CSE FACULTY SEMINARS


Title of Talk: A Brief History of Question Answering


Dr. Soumen Chakrabarti, Professor, IIT Bombay

Short Bio:
Soumen Chakrabarti is a Professor of Computer Science at IIT Bombay. He got his PhD from University of California, Berkeley and worked on Clever Web search and Focused Crawling at IBM Almaden Research Center. He has also worked at Carnegie-Mellon University and Google. He works on linking unstructured text to knowledge bases and exploiting these links for better search and ranking. Other interests include link formation and influence propagation in social networks, and personalized proximity search in graphs. He has published extensively in WWW, SIGKDD, EMNLP, ACL, IJCAI, AAAI, SIGIR, VLDB, ICDE and other conferences.

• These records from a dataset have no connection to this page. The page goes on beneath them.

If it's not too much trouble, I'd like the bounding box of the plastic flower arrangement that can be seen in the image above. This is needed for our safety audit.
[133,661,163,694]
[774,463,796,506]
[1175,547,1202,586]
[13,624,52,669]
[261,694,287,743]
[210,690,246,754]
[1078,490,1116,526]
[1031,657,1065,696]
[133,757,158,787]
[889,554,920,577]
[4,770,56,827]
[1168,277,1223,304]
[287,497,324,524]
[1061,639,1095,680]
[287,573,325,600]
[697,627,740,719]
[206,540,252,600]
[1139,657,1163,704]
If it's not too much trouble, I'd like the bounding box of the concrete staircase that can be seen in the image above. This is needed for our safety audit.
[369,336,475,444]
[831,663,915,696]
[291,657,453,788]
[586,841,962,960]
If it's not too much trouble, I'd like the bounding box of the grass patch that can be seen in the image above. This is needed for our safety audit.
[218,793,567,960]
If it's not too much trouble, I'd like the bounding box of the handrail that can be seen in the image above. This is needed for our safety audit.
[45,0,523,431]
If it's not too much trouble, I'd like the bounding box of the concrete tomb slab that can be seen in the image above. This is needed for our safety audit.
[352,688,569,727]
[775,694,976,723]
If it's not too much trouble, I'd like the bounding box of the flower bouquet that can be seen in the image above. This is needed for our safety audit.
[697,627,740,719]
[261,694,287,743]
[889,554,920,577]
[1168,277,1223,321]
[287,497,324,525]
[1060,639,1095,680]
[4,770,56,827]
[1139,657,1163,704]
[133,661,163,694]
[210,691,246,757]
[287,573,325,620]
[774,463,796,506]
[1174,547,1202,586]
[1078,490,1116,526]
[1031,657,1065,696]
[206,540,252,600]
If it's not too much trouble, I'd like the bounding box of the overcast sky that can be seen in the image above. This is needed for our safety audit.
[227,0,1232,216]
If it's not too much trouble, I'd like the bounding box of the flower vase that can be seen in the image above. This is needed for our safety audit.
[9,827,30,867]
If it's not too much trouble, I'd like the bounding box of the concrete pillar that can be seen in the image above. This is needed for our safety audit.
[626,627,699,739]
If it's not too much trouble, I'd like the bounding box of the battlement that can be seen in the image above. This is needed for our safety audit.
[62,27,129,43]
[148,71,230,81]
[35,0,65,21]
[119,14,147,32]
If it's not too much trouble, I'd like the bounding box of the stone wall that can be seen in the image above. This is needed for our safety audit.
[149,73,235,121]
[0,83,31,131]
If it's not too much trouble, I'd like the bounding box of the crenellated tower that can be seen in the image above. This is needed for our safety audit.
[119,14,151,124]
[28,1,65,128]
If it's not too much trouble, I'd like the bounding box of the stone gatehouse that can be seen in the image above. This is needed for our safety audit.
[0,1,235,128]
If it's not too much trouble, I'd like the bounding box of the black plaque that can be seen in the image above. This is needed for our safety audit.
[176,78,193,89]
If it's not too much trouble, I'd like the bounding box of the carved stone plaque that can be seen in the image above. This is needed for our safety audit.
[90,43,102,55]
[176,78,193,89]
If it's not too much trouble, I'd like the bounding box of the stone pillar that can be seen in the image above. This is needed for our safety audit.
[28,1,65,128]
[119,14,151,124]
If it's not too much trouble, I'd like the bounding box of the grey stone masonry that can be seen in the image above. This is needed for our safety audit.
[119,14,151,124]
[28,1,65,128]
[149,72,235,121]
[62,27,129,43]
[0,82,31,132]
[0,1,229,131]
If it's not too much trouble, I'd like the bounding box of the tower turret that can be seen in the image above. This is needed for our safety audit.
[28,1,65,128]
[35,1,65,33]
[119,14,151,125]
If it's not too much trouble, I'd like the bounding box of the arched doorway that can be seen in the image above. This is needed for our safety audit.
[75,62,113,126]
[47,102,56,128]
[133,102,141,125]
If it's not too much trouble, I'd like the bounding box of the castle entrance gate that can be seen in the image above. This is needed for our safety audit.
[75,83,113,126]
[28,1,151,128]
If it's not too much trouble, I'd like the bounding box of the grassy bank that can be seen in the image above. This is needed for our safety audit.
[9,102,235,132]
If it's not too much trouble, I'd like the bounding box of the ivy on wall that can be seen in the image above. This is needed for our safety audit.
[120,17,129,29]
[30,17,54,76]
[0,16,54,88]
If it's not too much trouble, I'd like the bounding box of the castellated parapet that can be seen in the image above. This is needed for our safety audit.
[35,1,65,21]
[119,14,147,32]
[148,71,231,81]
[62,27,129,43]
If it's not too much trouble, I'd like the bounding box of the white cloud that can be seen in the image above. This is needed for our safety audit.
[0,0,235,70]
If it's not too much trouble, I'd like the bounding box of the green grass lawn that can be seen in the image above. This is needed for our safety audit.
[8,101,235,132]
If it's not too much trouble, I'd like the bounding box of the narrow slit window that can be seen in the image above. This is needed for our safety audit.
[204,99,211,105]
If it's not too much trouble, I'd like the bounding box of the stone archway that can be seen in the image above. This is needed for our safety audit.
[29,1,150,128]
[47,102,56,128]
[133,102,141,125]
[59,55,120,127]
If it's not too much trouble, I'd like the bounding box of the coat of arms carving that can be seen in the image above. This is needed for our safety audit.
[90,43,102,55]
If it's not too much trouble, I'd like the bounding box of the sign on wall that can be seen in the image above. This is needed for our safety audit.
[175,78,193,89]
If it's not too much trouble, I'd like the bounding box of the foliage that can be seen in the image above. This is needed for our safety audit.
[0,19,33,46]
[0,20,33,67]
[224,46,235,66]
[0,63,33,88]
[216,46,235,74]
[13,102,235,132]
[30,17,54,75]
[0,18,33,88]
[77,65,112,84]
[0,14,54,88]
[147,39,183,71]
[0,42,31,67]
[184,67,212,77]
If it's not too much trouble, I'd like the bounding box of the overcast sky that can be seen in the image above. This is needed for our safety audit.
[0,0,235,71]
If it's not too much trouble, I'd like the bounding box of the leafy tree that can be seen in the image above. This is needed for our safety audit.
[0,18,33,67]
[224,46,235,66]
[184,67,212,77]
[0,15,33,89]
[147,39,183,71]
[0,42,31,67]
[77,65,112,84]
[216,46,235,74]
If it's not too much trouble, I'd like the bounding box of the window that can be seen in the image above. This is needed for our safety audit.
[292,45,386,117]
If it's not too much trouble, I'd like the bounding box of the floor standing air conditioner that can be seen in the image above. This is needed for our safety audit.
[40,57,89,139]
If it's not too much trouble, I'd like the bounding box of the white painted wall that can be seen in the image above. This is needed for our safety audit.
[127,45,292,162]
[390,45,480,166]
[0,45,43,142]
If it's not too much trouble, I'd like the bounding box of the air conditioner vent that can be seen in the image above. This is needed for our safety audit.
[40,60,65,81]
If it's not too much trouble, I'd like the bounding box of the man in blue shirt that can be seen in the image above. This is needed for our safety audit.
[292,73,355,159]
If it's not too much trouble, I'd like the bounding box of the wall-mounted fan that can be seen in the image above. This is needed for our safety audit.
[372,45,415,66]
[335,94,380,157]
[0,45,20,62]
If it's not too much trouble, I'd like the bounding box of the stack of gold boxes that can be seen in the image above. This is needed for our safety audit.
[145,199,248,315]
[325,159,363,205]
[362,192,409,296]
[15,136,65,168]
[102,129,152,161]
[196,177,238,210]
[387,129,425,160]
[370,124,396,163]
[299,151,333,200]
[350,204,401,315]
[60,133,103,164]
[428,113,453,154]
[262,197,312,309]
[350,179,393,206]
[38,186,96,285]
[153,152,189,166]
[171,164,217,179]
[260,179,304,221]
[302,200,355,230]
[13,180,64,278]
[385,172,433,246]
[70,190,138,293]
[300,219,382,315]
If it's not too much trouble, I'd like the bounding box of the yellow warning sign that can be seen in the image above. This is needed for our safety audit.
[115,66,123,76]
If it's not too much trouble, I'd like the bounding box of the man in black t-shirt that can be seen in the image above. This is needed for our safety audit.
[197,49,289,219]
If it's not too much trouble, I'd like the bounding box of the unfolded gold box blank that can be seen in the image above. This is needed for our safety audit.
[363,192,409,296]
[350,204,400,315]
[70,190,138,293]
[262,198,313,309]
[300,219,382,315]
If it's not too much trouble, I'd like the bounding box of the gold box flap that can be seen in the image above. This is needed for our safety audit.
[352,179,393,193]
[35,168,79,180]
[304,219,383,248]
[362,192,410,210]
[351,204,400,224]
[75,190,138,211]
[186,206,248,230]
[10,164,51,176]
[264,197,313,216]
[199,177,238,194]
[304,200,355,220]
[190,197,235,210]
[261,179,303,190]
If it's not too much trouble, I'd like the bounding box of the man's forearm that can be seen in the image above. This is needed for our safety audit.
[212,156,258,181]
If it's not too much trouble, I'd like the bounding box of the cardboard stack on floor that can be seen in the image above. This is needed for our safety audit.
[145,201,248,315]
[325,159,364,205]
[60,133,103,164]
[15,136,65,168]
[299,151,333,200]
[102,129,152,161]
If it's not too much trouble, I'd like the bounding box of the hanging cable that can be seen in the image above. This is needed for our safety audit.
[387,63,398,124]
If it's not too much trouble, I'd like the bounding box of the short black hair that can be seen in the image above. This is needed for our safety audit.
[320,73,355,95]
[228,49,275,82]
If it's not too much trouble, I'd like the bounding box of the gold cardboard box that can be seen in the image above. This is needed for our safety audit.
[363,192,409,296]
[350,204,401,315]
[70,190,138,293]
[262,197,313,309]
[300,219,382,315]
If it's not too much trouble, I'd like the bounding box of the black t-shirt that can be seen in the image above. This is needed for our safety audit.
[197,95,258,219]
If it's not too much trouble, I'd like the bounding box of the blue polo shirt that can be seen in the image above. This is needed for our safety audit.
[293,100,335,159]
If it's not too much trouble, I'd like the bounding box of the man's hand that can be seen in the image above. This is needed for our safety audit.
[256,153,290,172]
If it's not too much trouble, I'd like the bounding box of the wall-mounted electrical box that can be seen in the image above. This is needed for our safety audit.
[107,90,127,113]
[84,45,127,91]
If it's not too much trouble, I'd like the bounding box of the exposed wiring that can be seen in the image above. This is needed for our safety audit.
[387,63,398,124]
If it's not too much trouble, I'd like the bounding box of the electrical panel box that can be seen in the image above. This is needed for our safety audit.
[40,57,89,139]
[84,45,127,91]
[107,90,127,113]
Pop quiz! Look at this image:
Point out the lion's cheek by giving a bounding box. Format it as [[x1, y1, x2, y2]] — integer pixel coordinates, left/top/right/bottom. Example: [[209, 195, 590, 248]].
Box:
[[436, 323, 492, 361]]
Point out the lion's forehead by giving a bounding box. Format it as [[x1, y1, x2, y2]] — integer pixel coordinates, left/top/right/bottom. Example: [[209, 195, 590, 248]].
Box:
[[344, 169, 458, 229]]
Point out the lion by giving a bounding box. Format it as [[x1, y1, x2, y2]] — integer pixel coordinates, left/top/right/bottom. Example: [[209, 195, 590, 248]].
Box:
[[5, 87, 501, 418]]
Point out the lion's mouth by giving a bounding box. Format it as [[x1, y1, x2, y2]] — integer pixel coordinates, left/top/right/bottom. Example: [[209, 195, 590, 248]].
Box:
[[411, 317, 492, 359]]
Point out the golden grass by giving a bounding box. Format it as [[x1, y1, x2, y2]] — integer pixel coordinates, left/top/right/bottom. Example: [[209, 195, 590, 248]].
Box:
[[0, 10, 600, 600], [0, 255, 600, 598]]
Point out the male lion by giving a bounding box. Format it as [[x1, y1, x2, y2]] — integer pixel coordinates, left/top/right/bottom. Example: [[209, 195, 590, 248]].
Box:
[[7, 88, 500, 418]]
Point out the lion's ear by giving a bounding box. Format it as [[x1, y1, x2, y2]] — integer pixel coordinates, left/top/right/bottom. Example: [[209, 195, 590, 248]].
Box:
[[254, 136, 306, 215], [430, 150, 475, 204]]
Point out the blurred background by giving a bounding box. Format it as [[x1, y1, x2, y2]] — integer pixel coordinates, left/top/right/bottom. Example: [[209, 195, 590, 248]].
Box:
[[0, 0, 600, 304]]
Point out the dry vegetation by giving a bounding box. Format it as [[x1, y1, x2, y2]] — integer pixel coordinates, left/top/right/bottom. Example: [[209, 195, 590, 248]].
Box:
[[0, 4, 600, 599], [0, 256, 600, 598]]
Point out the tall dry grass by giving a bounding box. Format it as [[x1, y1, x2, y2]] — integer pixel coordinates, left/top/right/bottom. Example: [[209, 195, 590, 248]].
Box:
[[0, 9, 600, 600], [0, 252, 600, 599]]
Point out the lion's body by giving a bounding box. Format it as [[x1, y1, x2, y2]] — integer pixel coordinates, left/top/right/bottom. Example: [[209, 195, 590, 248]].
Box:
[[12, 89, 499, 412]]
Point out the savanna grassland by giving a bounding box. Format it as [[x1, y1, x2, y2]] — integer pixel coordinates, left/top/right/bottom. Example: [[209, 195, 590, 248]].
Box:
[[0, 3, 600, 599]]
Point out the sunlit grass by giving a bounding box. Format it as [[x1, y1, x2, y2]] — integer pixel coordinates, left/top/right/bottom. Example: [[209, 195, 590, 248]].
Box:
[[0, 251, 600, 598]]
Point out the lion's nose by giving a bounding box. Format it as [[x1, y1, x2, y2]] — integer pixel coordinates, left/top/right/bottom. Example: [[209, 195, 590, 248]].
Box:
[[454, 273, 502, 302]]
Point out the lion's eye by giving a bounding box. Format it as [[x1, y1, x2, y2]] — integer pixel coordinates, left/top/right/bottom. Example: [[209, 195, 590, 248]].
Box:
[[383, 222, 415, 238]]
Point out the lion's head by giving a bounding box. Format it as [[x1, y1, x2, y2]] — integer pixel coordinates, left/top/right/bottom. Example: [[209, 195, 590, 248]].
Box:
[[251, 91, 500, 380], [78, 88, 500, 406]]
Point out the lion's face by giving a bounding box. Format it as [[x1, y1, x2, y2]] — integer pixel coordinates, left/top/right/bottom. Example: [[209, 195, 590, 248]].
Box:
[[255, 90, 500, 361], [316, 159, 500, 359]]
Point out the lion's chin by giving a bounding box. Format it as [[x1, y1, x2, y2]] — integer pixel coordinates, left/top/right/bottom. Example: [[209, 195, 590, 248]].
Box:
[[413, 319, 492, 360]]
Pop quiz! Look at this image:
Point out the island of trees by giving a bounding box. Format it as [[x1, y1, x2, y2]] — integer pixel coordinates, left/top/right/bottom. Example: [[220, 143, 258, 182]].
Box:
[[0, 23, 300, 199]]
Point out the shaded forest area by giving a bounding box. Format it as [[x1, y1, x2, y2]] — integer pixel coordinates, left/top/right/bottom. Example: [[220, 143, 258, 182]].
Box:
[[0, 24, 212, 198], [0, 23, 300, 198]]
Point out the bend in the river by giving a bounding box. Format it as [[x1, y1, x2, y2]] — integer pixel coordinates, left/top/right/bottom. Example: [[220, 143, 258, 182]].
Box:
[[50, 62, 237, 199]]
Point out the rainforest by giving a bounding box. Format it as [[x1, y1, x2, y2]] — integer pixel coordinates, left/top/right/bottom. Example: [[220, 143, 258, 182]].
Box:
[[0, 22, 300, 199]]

His work on keyword search in databases got the 10-year influential paper award at ICDE 2012. He is also the author of one of the earliest books on Web search and mining.
https://www.cse.iitb.ac.in/~soumen/main/bio.html

Date: May 07, 2020; Thursday
Time: 4:00 PM IST

Abstract:

Web search has come a long way from matching query words with document words. It is now mediated by knowledge graphs (KGs) such as Freebase, having hundreds of millions of entities belonging to tens of thousands of types, connected by billions of relations. Also essential is to annotate token spans in the Web corpus with canonical types (e.g. `scientist’) and entities (e.g. `m.0jcx’, Freebase’s unique ID for Albert Einstein). Armed with suitable indexes and ranking functions, we can now search for “scientists who played the violin”, but only if the search engine can reliably infer that `scientists’ is the target type, `violin’ is a grounded entity, and `played’ is the connecting relation.

We will trace advances in QA systems since 2004, from embellishments to information retrieval (IR) systems, to machine learnt graphical models that infer diverse roles of query words and match them accordingly to KG and corpus, to hybrid systems that combine deep and traditional learning components, to recent homogeneous BERT-based architectures. We will also trace the parallel development of benchmarks, from “expert search” and “entity search” in the IR community, to single-relation queries such as “where was Obama born” to multi-clause queries such as “how did Obama’s father die”, or “hollywood actor whose spouse is a lawyer”. Another parallel line of research into KG embeddings greatly assisted the evolution of QA systems, and will be reviewed as needed.